Agri-biotechnologyAgriculture PolicyBt technology

Why Govt Must Set up Biotechnology Regulator, House it in Department of Biotechnology

C D Mayee (in red shirt) and Bhagiradh Choudhary (with scarf) educating cotton farmers of Vidarbha on how to avoid pink bollworm infestation. Photo supplied by Chaudhary.

In an article in Economic Times Prime, Bhagirath Chaudhary and C D Mayee say the government should consider shifting the business of regulation of genetically-modified organisms (GMO) from the environment ministry to the Department of Biotechnology in the Ministry of Science & Technology. This can be done by setting up a Biotechnology Regulatory Authority of India (BRAI). The enabling legislation —BRAI Bill 2013— has been pending in the Lok Sabha for the past nine years. Such a body would help India to keep pace with rapid advances in genome editing and agri-biotechnology while ensuring  environmental sustainability and biosafety, they argue. Chaudhary is founder-director of Jodhpur-based South Asia Biotechnology Centre (SABC) and Mayee was director of the Central Institute of Cotton Research, Nagpur. He is President of SABC.

The writers say that the government should reconsider decisions on GM mustard and stacked trait Bt/HT cotton. The GM mustard hybrid, DMH-11, developed by the Centre for Genetic Manipulation of Crop Plants of the University of Delhi, South Campus, was recommended for cultivation by the Genetic Engineering Appraisal Committee (GEAC) in May 2017 but the government has not acted on its advice.

As for HTBt cotton, the Haryana government has given its no objections to trials by Mahyco, a Maharashtra-based seed company whose joint venture with Monsanto (now Bayer) was given approval in 2002 for sale of insect-resistant Bt cottonseed. The no objection is for biosafety trials of Bollgard II RRF (Roundup Ready Flex) cotton which is insect-resistant and can tolerate the herbicide Glyphosate.
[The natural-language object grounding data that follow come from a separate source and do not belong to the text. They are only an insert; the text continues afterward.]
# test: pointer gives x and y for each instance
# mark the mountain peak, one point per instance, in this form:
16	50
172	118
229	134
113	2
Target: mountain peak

In the article, the authors have welcomed the government’s genome editing guidelines, which were released in May. They have hailed the government’s decision in March to exempt Site Directed Nuclease (SDN)1 and SDN2 genome-edited plants from the stringent rules that govern transgenic crops. They say the Indian Council of Agricultural Research (ICAR) and the Department of Biotechnology have initiated programmes using genome-editing tools for crop improvement. Several crops with enhanced nutrition and tolerance to pests, diseases and weather stresses are in the pipeline.

Chaudhary and Mayee write that the government should reverse the ban on cultivation of Bt Brinjal, which the GEAC had recommended for cultivation in 2020; restore the GEAC’s authority as an approval committee (which it was till 2010) ; and do away with the need for no-objection certificates from states for carrying out field experiments on transgenic crops.

The writers of the article say that global warming, climate stresses, pressure on water supplies and shrinking cultivable land make it necessary to produce more food with less resources. They say India must catch up with the advanced countries in gene technologies. Even countries that were earlier squeamish are now taking a liberal view of these technologies.

The Economist in an article on 24 May says Britain’s departure from the European Union has given it an opportunity to strike out on its own path. It has made it easier for scientists to conduct trials of gene-edited crops. On 25 May it introduced legislation that would allow such crops to be cultivated in England. This will be followed by a review of England’s GM regime, which is strictly regulated now. Its environment secretary has said that gene-edited products could be on shop shelves as soon as next year. One of them could be gene-edited tomatoes developed by John Innes Centre in Norwich, with enhanced Vitamin D. A single upgraded tomato, the magazine says, could provide around 20 percent of the recommended daily intake of the vitamin.